2) I am not very clear about what you mean by the firmware utility? The upgrades for the firmware in B series happen in the background and as such we do not load any utility (but i'll like to hear more from you).
Note: The BIOS update on the blades do need it to go through a reboot, however you can defer this using a maintenance polocy.
./Abhinav
11-02-2012 07:06 AM
This occured after applying the new firmware policy to the server/host. Our Maintenance policy is set to User ACK so after acknowledging the activity the server began the firmware upgrade. I saw the same behavior on an ESX host and a windows host so I don't believe it is an host OS issue. Additionally, The frimware policy was applied to the ESX host first while it was in maintenance mode. The Windows server was shutdown when the policy was applied.
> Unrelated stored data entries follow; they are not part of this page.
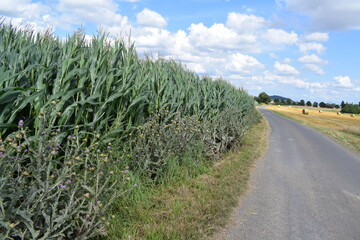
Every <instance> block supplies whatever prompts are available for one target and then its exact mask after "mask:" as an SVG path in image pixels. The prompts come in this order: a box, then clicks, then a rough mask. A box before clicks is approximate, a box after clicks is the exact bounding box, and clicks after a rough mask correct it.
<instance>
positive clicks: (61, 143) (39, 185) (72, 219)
mask: <svg viewBox="0 0 360 240" xmlns="http://www.w3.org/2000/svg"><path fill="white" fill-rule="evenodd" d="M41 118H42V121H41V124H40V130H41V131H40V134H39V135H36V136H31V137H29V136H28V134H29V133H28V131H27V130H26V129H25V128H24V126H23V125H24V122H23V121H20V122H19V130H18V131H16V132H14V133H13V134H11V135H9V136H7V137H6V139H4V140H1V143H0V169H1V172H0V238H1V239H89V238H91V237H94V236H97V235H99V234H105V233H106V231H105V225H106V224H107V221H106V219H105V215H104V214H105V211H106V209H107V208H108V206H109V205H110V204H111V202H112V201H113V199H114V198H115V196H116V195H117V194H116V193H115V185H116V184H117V185H116V186H117V188H118V186H119V185H121V183H125V176H120V177H116V179H121V180H120V182H116V179H115V177H114V176H113V175H112V174H115V172H119V171H116V169H115V171H114V169H113V166H112V165H111V163H110V161H111V160H112V159H111V156H110V155H109V150H108V149H107V150H105V151H100V150H99V148H100V147H99V146H98V144H97V142H95V141H93V144H91V145H90V146H89V147H86V146H87V144H88V142H89V140H88V139H86V138H84V139H83V138H82V135H83V134H82V133H81V132H79V131H77V133H76V134H75V136H68V137H67V138H66V140H65V139H64V140H63V141H61V137H60V136H59V135H58V133H57V131H54V128H53V127H51V126H50V125H48V124H46V119H45V118H46V116H43V117H41ZM58 131H60V130H58ZM64 141H66V143H65V144H63V142H64Z"/></svg>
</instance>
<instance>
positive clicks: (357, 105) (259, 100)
mask: <svg viewBox="0 0 360 240" xmlns="http://www.w3.org/2000/svg"><path fill="white" fill-rule="evenodd" d="M254 99H255V101H256V102H258V103H259V104H260V103H265V104H269V103H270V102H271V101H272V100H271V98H270V96H269V95H268V94H267V93H266V92H262V93H260V94H259V95H258V96H255V97H254ZM273 101H274V103H275V104H277V105H294V106H307V107H321V108H332V109H334V108H335V109H339V108H341V112H342V113H354V114H360V102H359V104H353V103H345V102H344V101H342V102H341V104H340V105H338V104H335V103H325V102H320V103H319V102H316V101H314V102H311V101H306V102H305V100H304V99H301V100H300V101H293V100H292V99H290V98H281V99H279V98H274V99H273Z"/></svg>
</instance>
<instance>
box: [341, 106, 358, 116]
mask: <svg viewBox="0 0 360 240" xmlns="http://www.w3.org/2000/svg"><path fill="white" fill-rule="evenodd" d="M341 112H342V113H354V114H359V113H360V106H358V105H356V104H345V106H344V107H343V108H342V109H341Z"/></svg>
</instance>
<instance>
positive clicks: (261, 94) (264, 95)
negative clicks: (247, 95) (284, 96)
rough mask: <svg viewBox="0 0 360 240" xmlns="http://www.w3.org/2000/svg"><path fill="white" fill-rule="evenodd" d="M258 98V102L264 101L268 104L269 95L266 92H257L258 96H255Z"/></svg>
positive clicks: (259, 102)
mask: <svg viewBox="0 0 360 240" xmlns="http://www.w3.org/2000/svg"><path fill="white" fill-rule="evenodd" d="M257 99H258V101H257V102H258V103H265V104H268V103H269V102H271V99H270V97H269V95H267V94H266V92H262V93H260V94H259V97H258V98H257Z"/></svg>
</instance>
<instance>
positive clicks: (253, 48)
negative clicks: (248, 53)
mask: <svg viewBox="0 0 360 240" xmlns="http://www.w3.org/2000/svg"><path fill="white" fill-rule="evenodd" d="M188 30H189V39H190V42H191V43H192V44H194V45H195V46H197V47H199V48H201V49H203V50H205V51H212V50H213V49H233V50H245V51H258V48H255V47H253V46H254V44H256V36H254V35H246V34H242V35H240V34H238V33H236V32H235V31H233V30H232V29H230V28H227V27H226V26H225V25H224V24H213V25H212V26H211V27H206V26H205V25H204V24H203V23H199V24H191V26H190V27H189V28H188Z"/></svg>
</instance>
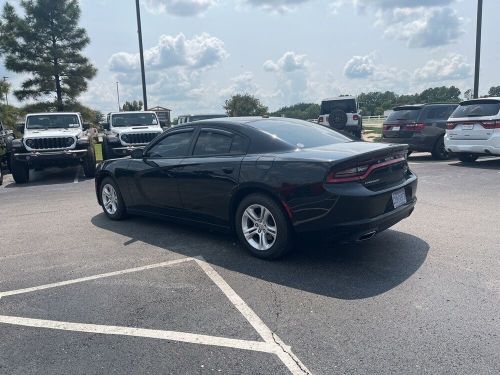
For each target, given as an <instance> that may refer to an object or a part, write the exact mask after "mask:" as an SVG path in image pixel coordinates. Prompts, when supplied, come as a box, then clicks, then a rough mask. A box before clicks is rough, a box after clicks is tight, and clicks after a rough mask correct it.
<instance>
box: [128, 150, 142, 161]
mask: <svg viewBox="0 0 500 375" xmlns="http://www.w3.org/2000/svg"><path fill="white" fill-rule="evenodd" d="M130 156H132V159H142V158H143V157H144V151H143V150H142V148H136V149H135V150H133V151H132V153H131V154H130Z"/></svg>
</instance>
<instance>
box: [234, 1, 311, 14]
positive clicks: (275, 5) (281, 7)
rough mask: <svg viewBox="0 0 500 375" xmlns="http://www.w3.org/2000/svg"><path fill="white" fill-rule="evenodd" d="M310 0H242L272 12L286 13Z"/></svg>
mask: <svg viewBox="0 0 500 375" xmlns="http://www.w3.org/2000/svg"><path fill="white" fill-rule="evenodd" d="M308 1H310V0H242V2H243V3H244V4H247V5H249V6H252V7H256V8H261V9H264V10H267V11H271V12H277V13H286V12H290V11H293V10H295V9H296V8H297V6H299V5H301V4H304V3H307V2H308Z"/></svg>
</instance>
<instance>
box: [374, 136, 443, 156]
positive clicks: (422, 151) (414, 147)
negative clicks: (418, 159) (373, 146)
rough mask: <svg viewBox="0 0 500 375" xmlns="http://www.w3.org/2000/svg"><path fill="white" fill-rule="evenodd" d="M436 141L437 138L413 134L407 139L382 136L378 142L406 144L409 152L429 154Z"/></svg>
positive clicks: (434, 137)
mask: <svg viewBox="0 0 500 375" xmlns="http://www.w3.org/2000/svg"><path fill="white" fill-rule="evenodd" d="M437 139H438V138H437V137H430V136H425V135H421V134H415V135H414V136H413V137H408V138H389V137H386V136H385V135H383V134H382V139H381V140H380V142H383V143H397V144H407V145H408V147H409V150H410V151H421V152H431V151H432V149H433V147H434V144H435V143H436V141H437Z"/></svg>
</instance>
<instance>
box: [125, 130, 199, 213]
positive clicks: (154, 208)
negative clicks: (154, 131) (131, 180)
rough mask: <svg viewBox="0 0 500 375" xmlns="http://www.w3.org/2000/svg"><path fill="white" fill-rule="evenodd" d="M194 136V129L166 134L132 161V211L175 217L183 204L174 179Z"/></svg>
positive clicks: (177, 184) (129, 168)
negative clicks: (133, 210) (180, 199)
mask: <svg viewBox="0 0 500 375" xmlns="http://www.w3.org/2000/svg"><path fill="white" fill-rule="evenodd" d="M194 133H195V132H194V129H193V128H189V129H179V130H178V131H173V132H169V133H167V134H166V135H164V136H163V137H161V138H160V139H159V140H157V141H155V142H154V143H153V144H152V145H151V146H149V147H148V148H147V149H146V150H145V151H144V156H143V158H142V159H132V160H131V162H130V164H129V171H130V173H131V174H132V176H133V177H132V183H131V191H132V195H133V196H134V198H135V199H134V200H133V203H132V205H131V208H132V209H135V210H139V211H146V212H151V213H155V214H160V215H167V216H171V215H174V216H178V214H179V210H180V209H181V208H182V203H181V200H180V196H179V188H178V181H177V176H178V173H179V169H180V168H181V165H180V163H181V161H182V159H183V158H184V157H185V156H186V155H188V153H189V150H190V147H191V143H192V141H193V135H194Z"/></svg>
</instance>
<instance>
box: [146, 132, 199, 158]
mask: <svg viewBox="0 0 500 375" xmlns="http://www.w3.org/2000/svg"><path fill="white" fill-rule="evenodd" d="M192 135H193V131H192V130H190V131H187V132H180V133H174V134H171V135H169V136H167V137H165V138H163V139H162V140H161V141H160V142H158V143H157V144H155V145H154V146H153V147H152V148H151V149H149V151H148V156H149V157H151V158H178V157H182V156H186V154H187V152H188V150H189V144H190V143H191V136H192Z"/></svg>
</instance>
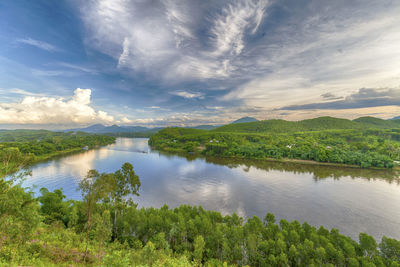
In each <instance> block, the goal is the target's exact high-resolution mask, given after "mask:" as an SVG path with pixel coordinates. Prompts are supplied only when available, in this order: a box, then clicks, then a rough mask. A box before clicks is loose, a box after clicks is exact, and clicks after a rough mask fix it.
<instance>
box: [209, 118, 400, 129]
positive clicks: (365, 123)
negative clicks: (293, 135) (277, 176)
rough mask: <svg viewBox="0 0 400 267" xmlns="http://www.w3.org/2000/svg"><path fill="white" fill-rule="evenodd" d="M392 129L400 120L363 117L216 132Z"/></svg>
mask: <svg viewBox="0 0 400 267" xmlns="http://www.w3.org/2000/svg"><path fill="white" fill-rule="evenodd" d="M369 128H379V129H391V128H400V120H383V119H378V118H374V117H361V118H358V119H355V120H348V119H340V118H333V117H319V118H315V119H308V120H302V121H285V120H264V121H255V122H247V123H235V124H228V125H224V126H221V127H218V128H216V129H214V130H213V131H215V132H237V133H264V132H271V133H288V132H292V133H293V132H305V131H321V130H333V129H369Z"/></svg>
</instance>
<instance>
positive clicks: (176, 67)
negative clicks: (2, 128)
mask: <svg viewBox="0 0 400 267" xmlns="http://www.w3.org/2000/svg"><path fill="white" fill-rule="evenodd" d="M398 14H400V1H398V0H380V1H374V0H353V1H348V0H336V1H330V0H318V1H317V0H315V1H314V0H308V1H306V0H259V1H257V0H236V1H222V0H221V1H206V0H191V1H190V0H182V1H181V0H160V1H157V0H82V1H79V0H59V1H48V0H35V1H30V0H3V1H0V127H1V128H10V127H11V128H21V127H25V128H26V127H31V128H49V129H50V128H53V129H58V128H68V127H76V126H87V125H91V124H95V123H102V124H105V125H112V124H117V125H142V126H172V125H175V126H190V125H199V124H224V123H228V122H230V121H233V120H235V119H238V118H240V117H243V116H252V117H255V118H257V119H260V120H263V119H277V118H279V119H286V120H301V119H307V118H314V117H319V116H334V117H341V118H349V119H354V118H357V117H361V116H375V117H379V118H384V119H388V118H392V117H395V116H399V115H400V16H399V15H398Z"/></svg>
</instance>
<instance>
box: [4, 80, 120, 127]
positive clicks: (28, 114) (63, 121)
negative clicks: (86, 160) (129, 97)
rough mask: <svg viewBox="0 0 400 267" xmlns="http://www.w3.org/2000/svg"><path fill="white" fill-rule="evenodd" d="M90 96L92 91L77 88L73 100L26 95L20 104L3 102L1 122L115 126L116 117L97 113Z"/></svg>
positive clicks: (106, 113)
mask: <svg viewBox="0 0 400 267" xmlns="http://www.w3.org/2000/svg"><path fill="white" fill-rule="evenodd" d="M23 93H24V92H23ZM91 93H92V91H91V90H90V89H80V88H77V89H76V90H75V91H74V95H73V96H72V97H71V98H70V99H65V98H62V97H40V96H26V97H24V98H23V100H22V101H21V102H16V103H0V123H1V124H43V125H44V124H58V125H74V124H89V123H97V122H99V123H105V124H110V123H113V122H114V117H113V116H111V115H109V114H107V112H105V111H101V110H98V111H96V110H95V109H94V108H93V107H92V106H91V105H90V104H91V99H90V98H91ZM25 94H26V93H25Z"/></svg>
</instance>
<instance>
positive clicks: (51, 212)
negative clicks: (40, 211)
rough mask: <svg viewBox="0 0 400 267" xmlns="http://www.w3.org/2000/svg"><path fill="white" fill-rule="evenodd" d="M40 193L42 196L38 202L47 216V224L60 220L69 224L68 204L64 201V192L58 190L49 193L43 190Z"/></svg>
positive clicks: (46, 191)
mask: <svg viewBox="0 0 400 267" xmlns="http://www.w3.org/2000/svg"><path fill="white" fill-rule="evenodd" d="M40 193H41V194H42V195H41V196H40V197H39V198H38V200H39V202H40V204H42V205H41V206H40V210H41V212H42V213H43V214H44V215H45V216H46V219H45V222H46V223H52V222H54V221H57V220H58V221H63V222H64V223H67V222H66V216H67V213H68V203H67V202H64V201H63V199H64V198H65V195H64V194H63V192H62V190H60V189H56V190H54V192H49V190H47V188H41V189H40Z"/></svg>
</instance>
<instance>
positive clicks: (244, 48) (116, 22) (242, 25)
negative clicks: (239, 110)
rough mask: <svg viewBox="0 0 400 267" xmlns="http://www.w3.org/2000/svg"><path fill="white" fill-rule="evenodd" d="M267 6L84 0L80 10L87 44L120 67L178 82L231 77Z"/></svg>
mask: <svg viewBox="0 0 400 267" xmlns="http://www.w3.org/2000/svg"><path fill="white" fill-rule="evenodd" d="M267 4H268V1H266V0H259V1H253V0H238V1H233V2H232V3H229V4H226V3H223V4H222V5H217V4H210V3H201V2H195V1H183V2H179V3H177V2H176V1H153V2H151V3H146V2H134V1H113V2H110V1H105V0H99V1H93V2H87V3H83V5H82V6H83V7H82V9H81V10H82V18H83V19H84V21H85V24H86V26H87V27H88V29H89V32H90V35H89V37H88V38H89V41H88V43H90V44H91V45H92V46H93V47H95V48H96V49H98V50H100V51H102V52H104V53H107V54H109V55H111V56H112V57H114V58H115V59H116V60H117V61H118V67H120V68H121V67H124V68H130V69H132V70H133V71H137V72H145V73H146V74H147V75H150V76H152V77H153V78H154V77H159V78H161V79H163V80H164V81H175V82H177V81H186V80H190V79H195V80H198V79H219V78H226V77H229V76H231V74H232V73H233V72H235V71H236V70H237V69H238V67H237V66H236V65H237V64H239V61H237V62H235V61H236V59H235V57H237V56H239V55H240V54H241V53H242V52H243V51H244V50H245V48H246V47H245V42H246V41H245V39H246V38H247V36H248V35H253V34H255V33H256V32H257V29H258V27H259V25H260V23H261V21H262V19H263V16H264V15H265V11H266V7H267ZM194 11H196V12H194ZM206 14H207V15H206ZM205 15H206V16H207V17H208V19H204V16H205ZM199 32H204V33H205V35H199ZM92 40H93V41H92ZM94 40H96V42H94Z"/></svg>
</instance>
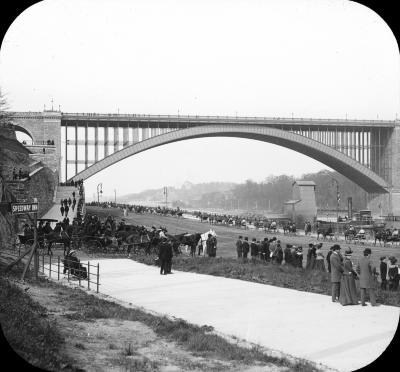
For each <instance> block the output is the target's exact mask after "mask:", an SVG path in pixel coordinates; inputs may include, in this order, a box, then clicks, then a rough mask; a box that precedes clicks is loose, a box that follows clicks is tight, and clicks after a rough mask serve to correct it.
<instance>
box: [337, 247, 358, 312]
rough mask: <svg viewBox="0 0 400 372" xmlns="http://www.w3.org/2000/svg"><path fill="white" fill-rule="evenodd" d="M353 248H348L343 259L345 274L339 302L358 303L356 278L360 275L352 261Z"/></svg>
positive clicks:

In the case of the ESX host, the server shutdown and began rebooting into ESX. While loading the vmware kernal the system performed a hard shutdown, rebooted, and then began the firmware upgrade. After the firmware upgrade finished the server rebooted again and came up into the ESX environment. After witnessing the odd boot pattern on the ESX host, my hope was that the Windows server would go through the firmware upgrade without booting into the Windows OS and being interrupted. Just to clarify, when I say the OS was interrupted I mean the server was almost completely up. The Windows logon screen displayed very briefly and then the UCS appeared to have "cut the power" to the blade and bagan the frimware update.
11-04-2012 04:43 PM
What I had seen and this would need to be confirmed in your lab is that the host firmware policy is pushing mutliple firmware/bios changes that each require a reboot. The change needs to update then actived. The BIOS update will take some time to update while the adapter may be quicker. Once the adapter has completed the update, the blade is rebooted. When the BIOS is ready to be updated, the blade reboots again.
If true, there may be an enhancement opportunity here.